Some of the operators, who spoke with Financial Vanguard, commended the CBN for the review, saying it is a welcome development.

Managing Director, Infinity MfB, Mrs. Clara Oloniniyi, said the move by CBN shows that the regulator gave the sub-sector a listening ear, saying: “ I think they did well for reducing the capital base of Unit MfBs because we now have tier one and tier two, which means that they have given everybody the opportunity to remain in business.

“This means that they don’t want any MfB to close shop. The idea is good, kudos to them, even as a State MfB, if you cannot cope, you can stay with tier one MfB.

“This shows that the CBN listened and worked on all our complaint and came out with the new arrangement. This is a good development and even the extension of the deadline to April 2021. With this new review, it shows they listened to us.

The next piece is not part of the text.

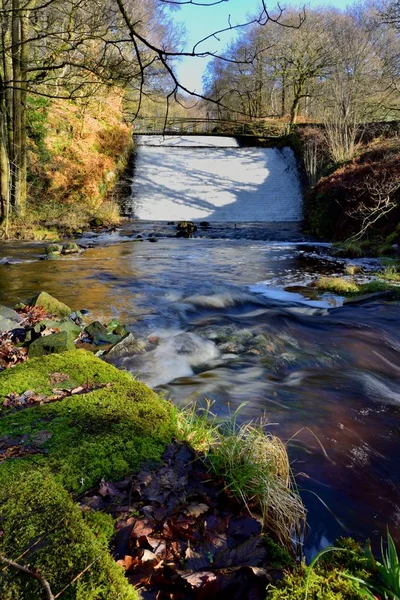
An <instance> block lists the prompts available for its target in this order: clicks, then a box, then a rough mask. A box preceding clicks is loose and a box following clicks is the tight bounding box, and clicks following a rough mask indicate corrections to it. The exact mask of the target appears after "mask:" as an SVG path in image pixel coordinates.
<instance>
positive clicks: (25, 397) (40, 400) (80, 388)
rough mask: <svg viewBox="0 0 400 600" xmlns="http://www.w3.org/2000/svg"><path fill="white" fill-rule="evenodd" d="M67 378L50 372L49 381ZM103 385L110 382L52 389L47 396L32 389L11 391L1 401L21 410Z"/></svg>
mask: <svg viewBox="0 0 400 600" xmlns="http://www.w3.org/2000/svg"><path fill="white" fill-rule="evenodd" d="M67 379H69V377H68V376H67V375H63V374H62V373H52V374H51V375H50V381H51V383H52V384H53V385H55V384H56V383H61V382H62V381H66V380H67ZM105 387H112V383H97V384H95V385H94V384H90V383H87V384H84V385H78V386H77V387H75V388H73V389H69V390H68V389H66V390H60V389H53V390H52V394H50V395H49V396H46V395H45V394H37V393H35V392H34V391H33V390H27V391H26V392H24V393H23V394H18V393H16V392H11V393H10V394H8V395H7V396H6V398H5V400H4V401H3V407H4V408H14V409H18V410H21V409H23V408H29V407H32V406H40V405H42V404H48V403H50V402H57V401H59V400H64V398H68V397H69V396H76V395H77V394H88V393H89V392H93V391H95V390H98V389H101V388H105Z"/></svg>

For me, I think they have done well. I am impressed,” she said.

Also, Head, Internal Control and Audit, Olive Microfinance Bank Limited, Mr. Agbai Egbu, stated: The new arrangement would create enabling an environment for the MfBs to embark on a more robust business for customers and create more fund for the subsector to do more businesses than before.

“The new arrangement also gave a soft landing by extension of the recapitalization date from April 2020 to 2021,” he said.

On his part, Managing Director, Shomgom MfB, Mr. Richard Shehu, stated: “By the new structure, it would be difficult for any MfB to go down. It is a welcome development because it will allow the MfBs to remain in business,” he said.

Meanwhile, the latest circular that was signed by the Director, Financial Policy and Regulation, Mr Kevin Amugo, the CBN said it reviewed the capital base to aid the recapitalisation process and ensure continued operations of microfinance banks in the rural, unbanked and underbanked areas of the economy.